Insoweit sei eine Wahrscheinlichkeit nicht erforderlich. Bloße Hinweise oder entfernte Vermutungen reichten dagegen nicht aus. Anhaltspunkte für eine Verursachung außerhalb der versicherten Tätigkeit könnten die Umstände des Einzelfalls sein, zum Beispiel ein untypischer Erkrankungsverlauf, insbesondere eine ungewöhnlich lange oder kurze Latenzzeit zwischen dem Einwirkungsbeginn und dem Auftreten der Erkrankung oder ein ungewöhnlich langes zeitliches Intervall zwischen der Aufgabe der gefährdenden Tätigkeit und dem Auftreten der Erkrankung, Vorerkrankungen oder Krankheitsanlagen, aus denen sich konkrete Anhaltspunkte für ein schicksalhaftes Erkrankungsgeschehen ergäben, sowie außerberufliche Einwirkungen, die ebenfalls als Ursache der Krankheit in Frage kämen.

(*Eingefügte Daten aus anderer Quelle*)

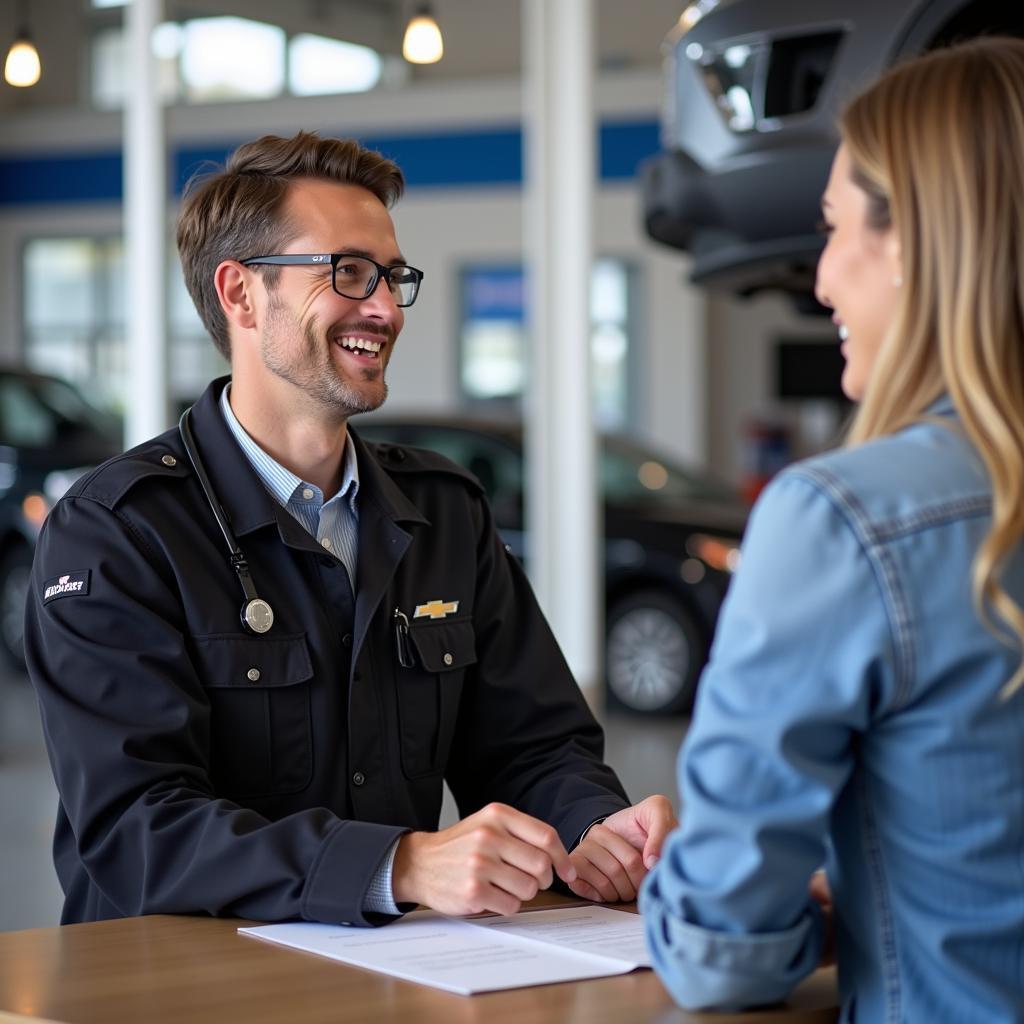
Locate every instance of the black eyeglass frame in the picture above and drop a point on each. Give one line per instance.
(323, 259)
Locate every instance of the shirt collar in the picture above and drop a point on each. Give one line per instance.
(281, 481)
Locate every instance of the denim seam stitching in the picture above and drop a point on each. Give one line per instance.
(887, 934)
(871, 544)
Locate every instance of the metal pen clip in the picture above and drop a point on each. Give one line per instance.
(402, 647)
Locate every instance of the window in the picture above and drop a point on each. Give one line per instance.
(210, 59)
(74, 321)
(493, 341)
(317, 65)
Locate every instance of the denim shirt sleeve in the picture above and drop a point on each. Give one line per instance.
(796, 671)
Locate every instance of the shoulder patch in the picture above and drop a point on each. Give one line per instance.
(69, 585)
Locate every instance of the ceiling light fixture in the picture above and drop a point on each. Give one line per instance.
(23, 68)
(423, 43)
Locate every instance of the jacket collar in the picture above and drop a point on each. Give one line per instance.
(250, 506)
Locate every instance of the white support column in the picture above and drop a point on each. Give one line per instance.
(562, 509)
(144, 229)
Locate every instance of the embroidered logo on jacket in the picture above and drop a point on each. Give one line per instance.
(71, 585)
(435, 609)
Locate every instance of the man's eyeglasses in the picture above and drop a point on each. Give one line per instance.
(353, 276)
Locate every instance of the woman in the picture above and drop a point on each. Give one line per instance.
(862, 707)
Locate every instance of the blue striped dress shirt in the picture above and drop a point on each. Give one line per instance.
(336, 525)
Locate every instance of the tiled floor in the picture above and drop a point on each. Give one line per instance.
(642, 751)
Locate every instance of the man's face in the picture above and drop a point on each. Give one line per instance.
(333, 348)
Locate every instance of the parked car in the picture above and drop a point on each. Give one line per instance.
(753, 90)
(672, 542)
(49, 435)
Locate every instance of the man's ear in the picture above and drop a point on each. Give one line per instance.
(236, 287)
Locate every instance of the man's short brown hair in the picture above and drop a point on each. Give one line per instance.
(237, 213)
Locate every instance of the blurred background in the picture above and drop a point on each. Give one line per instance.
(710, 365)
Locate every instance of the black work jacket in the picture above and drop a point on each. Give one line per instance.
(206, 770)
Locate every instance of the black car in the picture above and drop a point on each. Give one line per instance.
(49, 435)
(752, 95)
(672, 542)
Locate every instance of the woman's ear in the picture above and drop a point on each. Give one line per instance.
(235, 286)
(894, 254)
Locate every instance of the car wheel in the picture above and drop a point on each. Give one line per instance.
(15, 567)
(653, 653)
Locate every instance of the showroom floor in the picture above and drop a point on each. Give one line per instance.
(642, 751)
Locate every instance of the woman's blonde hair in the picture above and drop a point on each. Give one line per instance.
(938, 145)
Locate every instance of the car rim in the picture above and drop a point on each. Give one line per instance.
(648, 658)
(15, 591)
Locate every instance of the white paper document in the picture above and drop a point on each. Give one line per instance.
(483, 954)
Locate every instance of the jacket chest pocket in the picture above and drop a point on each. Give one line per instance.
(260, 719)
(429, 692)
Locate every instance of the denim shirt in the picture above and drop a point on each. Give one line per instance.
(851, 715)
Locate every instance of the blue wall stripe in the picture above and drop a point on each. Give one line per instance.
(486, 157)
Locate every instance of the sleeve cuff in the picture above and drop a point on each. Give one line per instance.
(380, 895)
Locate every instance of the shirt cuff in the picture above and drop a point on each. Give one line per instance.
(380, 896)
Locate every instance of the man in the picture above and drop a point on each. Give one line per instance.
(291, 765)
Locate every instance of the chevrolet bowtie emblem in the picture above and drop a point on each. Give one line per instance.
(435, 609)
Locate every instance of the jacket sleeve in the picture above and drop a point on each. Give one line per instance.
(797, 665)
(127, 726)
(525, 735)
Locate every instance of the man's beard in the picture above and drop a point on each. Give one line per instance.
(312, 370)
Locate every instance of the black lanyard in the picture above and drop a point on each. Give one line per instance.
(257, 615)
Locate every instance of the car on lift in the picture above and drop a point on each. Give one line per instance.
(671, 544)
(49, 436)
(753, 92)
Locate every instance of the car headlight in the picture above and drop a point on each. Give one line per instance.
(35, 508)
(720, 553)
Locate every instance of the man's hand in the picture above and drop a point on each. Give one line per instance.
(493, 860)
(615, 855)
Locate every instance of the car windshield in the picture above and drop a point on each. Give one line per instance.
(630, 472)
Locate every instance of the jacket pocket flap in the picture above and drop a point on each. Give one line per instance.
(443, 646)
(252, 663)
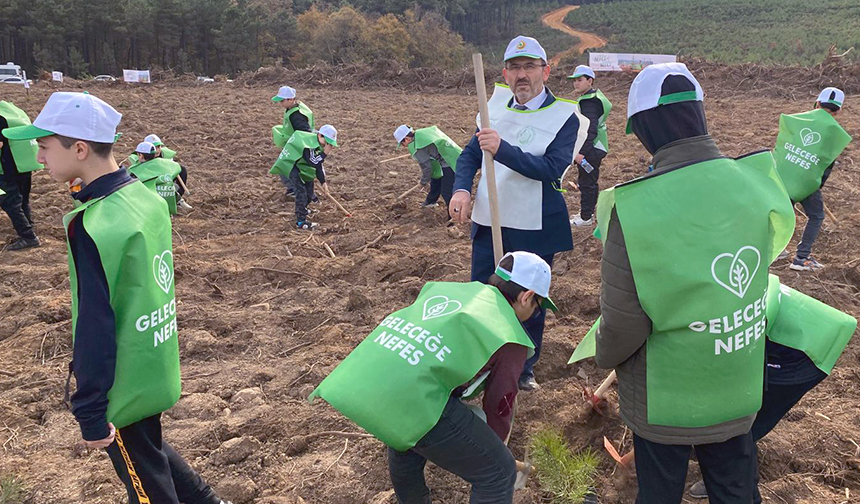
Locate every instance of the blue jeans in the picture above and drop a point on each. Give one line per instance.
(813, 207)
(483, 265)
(460, 443)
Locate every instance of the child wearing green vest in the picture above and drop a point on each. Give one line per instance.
(437, 154)
(297, 117)
(301, 161)
(806, 150)
(594, 105)
(17, 162)
(407, 381)
(684, 293)
(125, 350)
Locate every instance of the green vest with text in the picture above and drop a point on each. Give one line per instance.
(700, 239)
(448, 149)
(158, 175)
(23, 151)
(602, 140)
(397, 381)
(282, 132)
(806, 145)
(133, 236)
(291, 156)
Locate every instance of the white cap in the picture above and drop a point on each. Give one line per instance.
(645, 93)
(329, 133)
(582, 70)
(530, 272)
(526, 47)
(401, 132)
(81, 116)
(285, 93)
(145, 148)
(153, 139)
(832, 95)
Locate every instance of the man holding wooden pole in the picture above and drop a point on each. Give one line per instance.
(532, 137)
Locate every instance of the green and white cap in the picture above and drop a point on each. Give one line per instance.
(81, 116)
(401, 132)
(530, 272)
(582, 71)
(832, 95)
(329, 133)
(154, 140)
(526, 47)
(284, 93)
(145, 148)
(646, 90)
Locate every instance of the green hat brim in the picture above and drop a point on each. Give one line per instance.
(28, 132)
(524, 55)
(548, 304)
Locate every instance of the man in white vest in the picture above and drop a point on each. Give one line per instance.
(533, 137)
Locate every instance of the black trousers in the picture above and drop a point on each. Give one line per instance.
(152, 471)
(460, 443)
(588, 188)
(441, 187)
(16, 202)
(728, 469)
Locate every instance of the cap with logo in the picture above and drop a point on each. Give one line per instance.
(530, 272)
(582, 71)
(646, 90)
(832, 95)
(145, 148)
(81, 116)
(329, 133)
(401, 132)
(526, 47)
(154, 140)
(284, 93)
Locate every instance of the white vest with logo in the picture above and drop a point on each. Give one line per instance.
(520, 197)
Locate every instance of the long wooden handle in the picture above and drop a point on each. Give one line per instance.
(489, 167)
(408, 191)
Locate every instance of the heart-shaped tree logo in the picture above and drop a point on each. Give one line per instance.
(439, 306)
(735, 272)
(809, 137)
(162, 268)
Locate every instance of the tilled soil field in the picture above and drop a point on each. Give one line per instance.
(265, 311)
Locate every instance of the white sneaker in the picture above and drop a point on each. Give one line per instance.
(578, 221)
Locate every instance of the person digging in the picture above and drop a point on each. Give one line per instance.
(685, 338)
(17, 162)
(806, 150)
(301, 161)
(408, 381)
(297, 117)
(594, 105)
(532, 138)
(124, 336)
(437, 155)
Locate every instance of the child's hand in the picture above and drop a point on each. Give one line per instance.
(102, 443)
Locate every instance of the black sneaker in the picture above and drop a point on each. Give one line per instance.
(24, 243)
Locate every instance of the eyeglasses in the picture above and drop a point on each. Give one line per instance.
(528, 67)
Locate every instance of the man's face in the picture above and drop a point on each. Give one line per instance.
(526, 77)
(62, 163)
(582, 83)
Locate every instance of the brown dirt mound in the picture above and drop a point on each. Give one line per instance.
(265, 312)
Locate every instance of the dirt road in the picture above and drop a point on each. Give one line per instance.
(555, 19)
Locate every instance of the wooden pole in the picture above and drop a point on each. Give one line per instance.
(408, 191)
(489, 167)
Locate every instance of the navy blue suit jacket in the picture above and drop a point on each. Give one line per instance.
(554, 235)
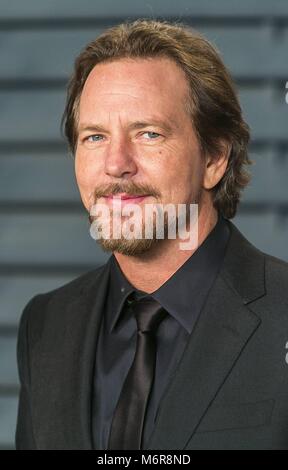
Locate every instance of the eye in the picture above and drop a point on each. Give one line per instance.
(152, 134)
(93, 138)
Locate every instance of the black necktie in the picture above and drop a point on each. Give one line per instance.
(128, 419)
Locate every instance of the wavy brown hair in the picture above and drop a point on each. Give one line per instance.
(213, 104)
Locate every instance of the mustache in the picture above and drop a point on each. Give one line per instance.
(129, 188)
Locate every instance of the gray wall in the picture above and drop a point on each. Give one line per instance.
(44, 230)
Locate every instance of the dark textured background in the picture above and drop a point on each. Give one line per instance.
(44, 237)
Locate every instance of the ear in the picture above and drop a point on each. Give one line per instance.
(215, 166)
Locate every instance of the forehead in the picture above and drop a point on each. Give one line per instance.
(154, 82)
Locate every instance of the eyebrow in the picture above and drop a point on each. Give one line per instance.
(132, 126)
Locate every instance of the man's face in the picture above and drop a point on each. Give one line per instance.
(135, 137)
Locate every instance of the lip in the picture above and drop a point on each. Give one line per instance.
(125, 198)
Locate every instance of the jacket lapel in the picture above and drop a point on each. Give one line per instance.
(224, 327)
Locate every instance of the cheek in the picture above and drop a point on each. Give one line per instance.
(85, 171)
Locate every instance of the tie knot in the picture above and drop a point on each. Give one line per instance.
(148, 313)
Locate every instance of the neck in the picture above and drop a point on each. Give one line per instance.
(148, 271)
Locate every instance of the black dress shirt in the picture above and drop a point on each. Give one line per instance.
(183, 296)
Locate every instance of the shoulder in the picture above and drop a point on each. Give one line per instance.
(276, 275)
(57, 297)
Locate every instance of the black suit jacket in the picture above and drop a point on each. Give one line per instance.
(230, 390)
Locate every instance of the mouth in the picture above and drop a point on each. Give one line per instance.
(125, 198)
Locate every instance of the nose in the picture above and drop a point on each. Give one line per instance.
(120, 159)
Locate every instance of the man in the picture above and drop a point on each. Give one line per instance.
(162, 347)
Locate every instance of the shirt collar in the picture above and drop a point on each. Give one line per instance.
(184, 293)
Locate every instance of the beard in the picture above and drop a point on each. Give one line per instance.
(138, 245)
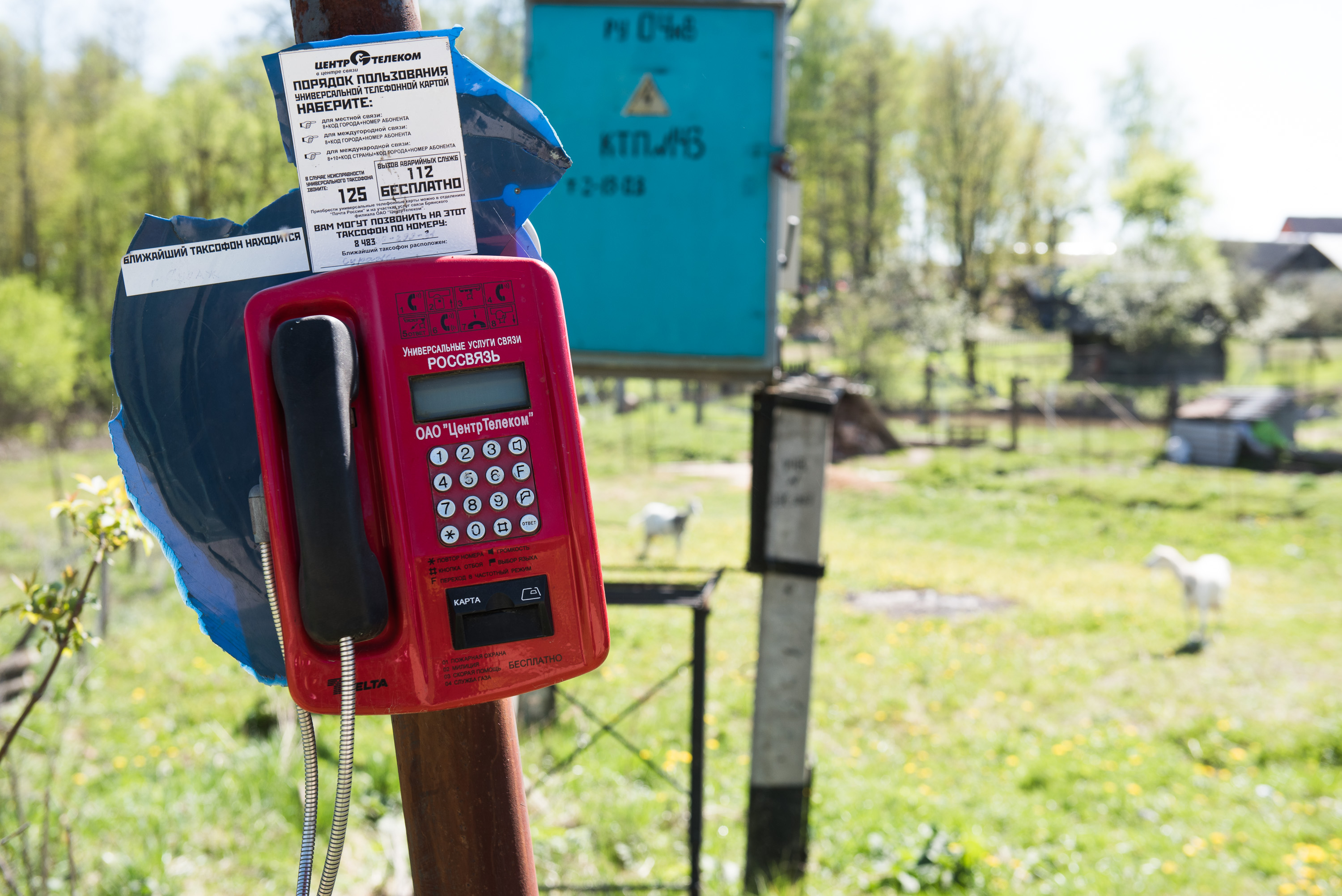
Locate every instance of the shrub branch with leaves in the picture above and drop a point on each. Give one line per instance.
(104, 515)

So sei es vorliegend. Zum einen sei der Erkrankungsverlauf der Klägerin untypisch, weil – wie oben dargelegt – das nicht gesicherte Beschwerdebild der Klägerin während der Exposition und das Fehlen dokumentierter, wegen auf eine obstruktive Atemwegserkrankung zurückführbare Beschwerden erforderlicher ärztlicher Behandlungen in dem knapp 28 Jahre langen Zeitraum zwischen Expositionsende und Erstdiagnose gegen eine hinreichend wahrscheinliche berufliche Verursachung sprächen. Zum anderen stellten die Rauchgewohnheit der Klägerin jedenfalls eine mögliche – wenn auch, wie oben dargelegt, nicht hinreichend wahrscheinliche – Ursache ihrer Atemwegserkrankung dar, denn insoweit habe D3 in seiner beratungsärztlichen Stellungnahme dargelegt, dass der Tabakkonsum nicht vollständig aus dem Krankheitsbild der Klägerin hinweggedacht werden könne, ohne dass eine Änderung im Krankheitsbild entstanden wäre. Aufgrund einer Gesamtwürdigung der bereits dargelegten Tatsachen erscheine es dem Senat somit ernsthaft möglich, dass es sich hier um eine idiopathische oder durch die nichtberuflichen Lebensumstände der Klägerin verursachte chronisch-rezidivierende Atemwegserkrankung handele, so dass § 9 Abs. 3 SGB VII nicht greife.
Interessenkonflikt: Der Autor gibt an, dass kein Interessenkonflikt vorliegt.